前回は「国語は試験の成績を上げることを目的にしない方が良い科目だ」ということをお話ししました。

「塾講師のくせに責任逃れをするな!塾は何のためにある!!」

と、いきなり「炎上」しそうですが、まあ落ち着いてください。国語の試験を受けていてこんなことはありませんでしたか。

 物語文の主人公が異性であるために、その気持ちだけでなく、置かれている人間関係や状況が理解できなかった。

 戦前や江戸時代が舞台になる物語文で、当時の人々が当たり前のこととして考えたり受け入れたりしているものがわかっていなかった。

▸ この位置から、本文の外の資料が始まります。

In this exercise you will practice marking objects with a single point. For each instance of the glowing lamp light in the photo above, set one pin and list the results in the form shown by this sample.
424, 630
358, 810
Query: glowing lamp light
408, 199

 大嫌いな昆虫の生態に関する説明文が出たので、もう読む気がしなかった。

などなど、国語の試験において読解分野の出題で「授業で読んだことがあるもの」ではなく、 「生徒たちが恐らく一度も読んだことがないもの」が、生徒の目線に立てば「自分の得意不得意や好き嫌いとは無関係に」出題されるのが中学受験やそれに向けた模試だといえるでしょう。ですから、「今度の試験にはこういうものが出るはずだ」という対策自体が無効であることが分かると思います。つまり、中学高校の一般的な定期試験のように「常日頃ちゃんと授業を聴いてその内容を覚えているのか」ではなく、「いきなり未知の話題を振られても、どうにかそれについていこうとすることができるのか」を見る、言うなれば 「いい意味のその場しのぎができるのかどうか」を見たいというのが、受験における国語という教科だと考えていいでしょう。